Se sua vida fosse um filme, quem você gostaria de ser? A vilã ou a mocinha?

Se você respondeu apenas uma das duas alternativas acredite, você provavelmente nunca poderá fazer com que isso se torne realidade. Desde sempre, nos fizeram acreditar que existem dois tipos distintos de pessoas: As boas e as ruins. Podemos observar isso claramente nos contos de fadas, filmes americanos ou até mais perto, nas nossas novelas brasilerias. A maioria das histórias segue o mesmo estilo narrativo: Mocinha que sofre, príncipe que se apaixona e vilã que – sempre – se ferra no final.

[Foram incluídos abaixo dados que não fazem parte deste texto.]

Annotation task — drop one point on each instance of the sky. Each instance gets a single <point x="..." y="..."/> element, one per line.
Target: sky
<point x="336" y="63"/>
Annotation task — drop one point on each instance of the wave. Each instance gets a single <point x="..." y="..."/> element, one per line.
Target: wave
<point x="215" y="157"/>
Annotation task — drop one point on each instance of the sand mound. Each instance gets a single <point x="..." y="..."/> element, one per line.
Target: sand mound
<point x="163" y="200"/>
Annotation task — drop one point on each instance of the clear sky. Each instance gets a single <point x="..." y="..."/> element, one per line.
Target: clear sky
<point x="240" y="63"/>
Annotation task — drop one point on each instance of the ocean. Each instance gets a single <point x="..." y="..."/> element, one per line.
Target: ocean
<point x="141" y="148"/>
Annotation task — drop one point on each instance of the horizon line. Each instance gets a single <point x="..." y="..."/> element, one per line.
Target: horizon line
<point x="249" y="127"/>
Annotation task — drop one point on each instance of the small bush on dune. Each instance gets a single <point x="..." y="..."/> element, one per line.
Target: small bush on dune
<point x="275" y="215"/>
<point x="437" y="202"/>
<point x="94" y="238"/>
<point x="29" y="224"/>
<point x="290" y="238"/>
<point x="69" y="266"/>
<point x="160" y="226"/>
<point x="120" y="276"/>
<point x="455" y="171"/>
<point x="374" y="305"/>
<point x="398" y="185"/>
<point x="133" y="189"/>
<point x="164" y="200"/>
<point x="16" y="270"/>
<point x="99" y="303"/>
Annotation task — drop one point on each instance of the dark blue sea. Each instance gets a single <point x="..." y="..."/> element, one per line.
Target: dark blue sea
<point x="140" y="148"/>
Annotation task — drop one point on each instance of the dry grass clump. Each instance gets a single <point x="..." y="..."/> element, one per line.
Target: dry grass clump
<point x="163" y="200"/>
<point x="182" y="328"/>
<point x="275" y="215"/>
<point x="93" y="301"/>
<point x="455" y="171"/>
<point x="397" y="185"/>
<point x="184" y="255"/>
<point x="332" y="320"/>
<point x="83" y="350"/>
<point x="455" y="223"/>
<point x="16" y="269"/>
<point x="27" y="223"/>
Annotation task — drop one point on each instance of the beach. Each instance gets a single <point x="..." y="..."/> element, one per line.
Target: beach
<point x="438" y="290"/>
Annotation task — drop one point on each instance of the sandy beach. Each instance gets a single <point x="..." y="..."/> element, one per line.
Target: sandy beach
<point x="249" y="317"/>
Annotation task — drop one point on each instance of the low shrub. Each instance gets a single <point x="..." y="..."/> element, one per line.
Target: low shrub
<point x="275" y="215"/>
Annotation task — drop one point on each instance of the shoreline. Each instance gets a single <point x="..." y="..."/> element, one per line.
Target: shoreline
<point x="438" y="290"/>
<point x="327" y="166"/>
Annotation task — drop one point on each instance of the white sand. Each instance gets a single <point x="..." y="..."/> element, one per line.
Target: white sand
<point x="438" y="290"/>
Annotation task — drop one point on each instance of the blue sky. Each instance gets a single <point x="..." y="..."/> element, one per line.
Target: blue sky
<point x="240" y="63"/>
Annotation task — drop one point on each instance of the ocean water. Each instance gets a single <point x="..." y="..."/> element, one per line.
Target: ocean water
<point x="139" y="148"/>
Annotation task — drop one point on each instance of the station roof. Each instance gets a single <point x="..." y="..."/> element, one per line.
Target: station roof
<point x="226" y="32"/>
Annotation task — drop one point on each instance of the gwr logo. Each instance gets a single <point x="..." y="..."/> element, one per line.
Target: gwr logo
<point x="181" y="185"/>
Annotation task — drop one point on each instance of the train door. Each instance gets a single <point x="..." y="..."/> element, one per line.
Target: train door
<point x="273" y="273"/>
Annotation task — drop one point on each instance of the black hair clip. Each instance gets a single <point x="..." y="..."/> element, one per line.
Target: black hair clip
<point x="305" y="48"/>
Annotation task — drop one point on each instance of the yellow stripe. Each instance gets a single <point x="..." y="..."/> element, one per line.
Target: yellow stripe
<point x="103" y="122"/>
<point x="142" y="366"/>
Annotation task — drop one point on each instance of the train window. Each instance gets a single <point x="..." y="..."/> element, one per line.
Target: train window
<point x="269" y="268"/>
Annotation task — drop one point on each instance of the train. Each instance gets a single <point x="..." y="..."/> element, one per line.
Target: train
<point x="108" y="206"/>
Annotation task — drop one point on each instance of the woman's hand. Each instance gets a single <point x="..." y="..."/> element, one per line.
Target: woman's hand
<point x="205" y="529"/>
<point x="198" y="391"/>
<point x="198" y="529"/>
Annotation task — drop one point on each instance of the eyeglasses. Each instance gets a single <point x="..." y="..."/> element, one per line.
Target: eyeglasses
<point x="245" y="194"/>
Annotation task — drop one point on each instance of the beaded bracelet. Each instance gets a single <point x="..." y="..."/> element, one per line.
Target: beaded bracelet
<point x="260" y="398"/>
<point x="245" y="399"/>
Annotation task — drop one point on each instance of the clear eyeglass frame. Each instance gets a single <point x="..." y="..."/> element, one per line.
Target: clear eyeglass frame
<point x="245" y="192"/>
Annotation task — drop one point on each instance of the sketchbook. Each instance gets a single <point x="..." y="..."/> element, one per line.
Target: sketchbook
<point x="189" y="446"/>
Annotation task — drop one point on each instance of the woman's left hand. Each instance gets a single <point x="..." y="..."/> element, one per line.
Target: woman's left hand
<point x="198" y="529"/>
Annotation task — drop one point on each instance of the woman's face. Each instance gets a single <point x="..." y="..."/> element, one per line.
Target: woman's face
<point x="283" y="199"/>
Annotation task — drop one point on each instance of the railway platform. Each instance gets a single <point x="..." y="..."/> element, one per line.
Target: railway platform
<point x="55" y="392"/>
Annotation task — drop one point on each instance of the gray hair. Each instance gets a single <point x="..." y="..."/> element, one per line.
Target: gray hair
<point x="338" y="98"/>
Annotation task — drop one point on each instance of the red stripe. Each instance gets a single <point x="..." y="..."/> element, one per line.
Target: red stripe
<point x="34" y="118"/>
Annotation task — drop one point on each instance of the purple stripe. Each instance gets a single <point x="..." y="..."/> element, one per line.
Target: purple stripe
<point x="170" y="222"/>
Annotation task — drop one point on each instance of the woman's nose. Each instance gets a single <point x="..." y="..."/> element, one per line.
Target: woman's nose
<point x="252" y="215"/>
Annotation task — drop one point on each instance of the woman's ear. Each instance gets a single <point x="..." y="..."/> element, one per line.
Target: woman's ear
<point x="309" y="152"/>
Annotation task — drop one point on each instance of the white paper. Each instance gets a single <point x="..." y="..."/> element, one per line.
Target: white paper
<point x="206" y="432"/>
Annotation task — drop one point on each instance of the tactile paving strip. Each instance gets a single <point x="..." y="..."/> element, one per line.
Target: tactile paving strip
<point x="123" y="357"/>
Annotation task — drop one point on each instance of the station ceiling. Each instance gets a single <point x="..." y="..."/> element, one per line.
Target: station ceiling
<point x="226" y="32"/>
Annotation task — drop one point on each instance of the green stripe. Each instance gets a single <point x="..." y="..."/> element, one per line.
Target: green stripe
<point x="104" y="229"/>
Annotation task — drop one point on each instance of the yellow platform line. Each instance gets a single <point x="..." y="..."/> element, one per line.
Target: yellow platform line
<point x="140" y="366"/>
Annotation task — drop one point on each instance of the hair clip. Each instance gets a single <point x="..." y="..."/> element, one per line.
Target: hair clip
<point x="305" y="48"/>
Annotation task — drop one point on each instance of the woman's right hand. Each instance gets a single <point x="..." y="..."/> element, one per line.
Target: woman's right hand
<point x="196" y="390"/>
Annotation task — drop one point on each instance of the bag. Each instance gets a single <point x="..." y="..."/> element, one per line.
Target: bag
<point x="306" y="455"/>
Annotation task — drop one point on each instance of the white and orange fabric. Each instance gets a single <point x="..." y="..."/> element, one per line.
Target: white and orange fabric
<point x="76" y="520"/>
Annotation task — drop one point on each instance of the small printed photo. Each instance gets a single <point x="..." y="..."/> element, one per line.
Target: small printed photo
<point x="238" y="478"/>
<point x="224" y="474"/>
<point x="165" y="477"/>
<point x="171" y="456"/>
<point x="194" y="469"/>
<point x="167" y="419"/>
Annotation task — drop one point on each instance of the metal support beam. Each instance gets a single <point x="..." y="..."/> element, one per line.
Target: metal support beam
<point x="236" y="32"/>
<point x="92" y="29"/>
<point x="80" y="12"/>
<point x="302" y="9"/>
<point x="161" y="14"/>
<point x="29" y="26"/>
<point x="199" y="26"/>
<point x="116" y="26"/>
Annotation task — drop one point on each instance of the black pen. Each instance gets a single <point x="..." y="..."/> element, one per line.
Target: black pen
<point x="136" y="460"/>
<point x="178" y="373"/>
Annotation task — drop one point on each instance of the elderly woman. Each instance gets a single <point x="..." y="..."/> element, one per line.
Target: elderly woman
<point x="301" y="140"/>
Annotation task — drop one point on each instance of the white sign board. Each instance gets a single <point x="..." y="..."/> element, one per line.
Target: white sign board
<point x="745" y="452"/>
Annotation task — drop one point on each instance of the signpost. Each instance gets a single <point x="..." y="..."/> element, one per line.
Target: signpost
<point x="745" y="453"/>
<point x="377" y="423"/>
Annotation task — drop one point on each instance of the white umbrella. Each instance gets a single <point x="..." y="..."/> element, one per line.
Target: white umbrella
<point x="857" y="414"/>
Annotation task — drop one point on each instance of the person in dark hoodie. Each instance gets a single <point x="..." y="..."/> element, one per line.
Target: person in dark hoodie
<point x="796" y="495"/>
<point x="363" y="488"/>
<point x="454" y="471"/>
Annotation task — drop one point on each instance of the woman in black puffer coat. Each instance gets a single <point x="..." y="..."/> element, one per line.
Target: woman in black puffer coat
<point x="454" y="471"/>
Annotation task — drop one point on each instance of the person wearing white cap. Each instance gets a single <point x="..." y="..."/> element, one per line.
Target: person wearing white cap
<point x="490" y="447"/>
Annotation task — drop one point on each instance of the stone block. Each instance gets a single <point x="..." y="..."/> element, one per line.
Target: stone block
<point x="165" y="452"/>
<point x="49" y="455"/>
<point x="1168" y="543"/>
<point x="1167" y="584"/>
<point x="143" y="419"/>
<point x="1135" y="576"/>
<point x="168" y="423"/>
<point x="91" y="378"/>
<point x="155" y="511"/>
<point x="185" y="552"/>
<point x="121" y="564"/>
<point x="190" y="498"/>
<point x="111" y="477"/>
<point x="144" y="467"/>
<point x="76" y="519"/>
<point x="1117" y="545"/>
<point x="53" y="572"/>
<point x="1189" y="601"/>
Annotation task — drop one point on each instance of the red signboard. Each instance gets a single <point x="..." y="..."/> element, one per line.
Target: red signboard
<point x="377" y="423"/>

Na vida real não é assim que acontece, na verdade, na vida real não se tem uma regra pra isso! Nós seres-humanos não somos formados apenas por extremos como apresentam na mídia. Somos eternos Contrastes submetidos a oscilações instantâneas, quer dizer, assim como ninguém é absolutamente bom e ingênuo, ninguém é totalmente cruel e perverso. Sempre existirá o ódio, assim como sempre existirá o amor – pelo que é considerado certo ou não.

É absolutamente normal sentir, por exemplo, inveja e amor por uma amiga, saber lidar com esse híbrido de sentimentos é o que determina o que realmente somos ou deixamos de ser.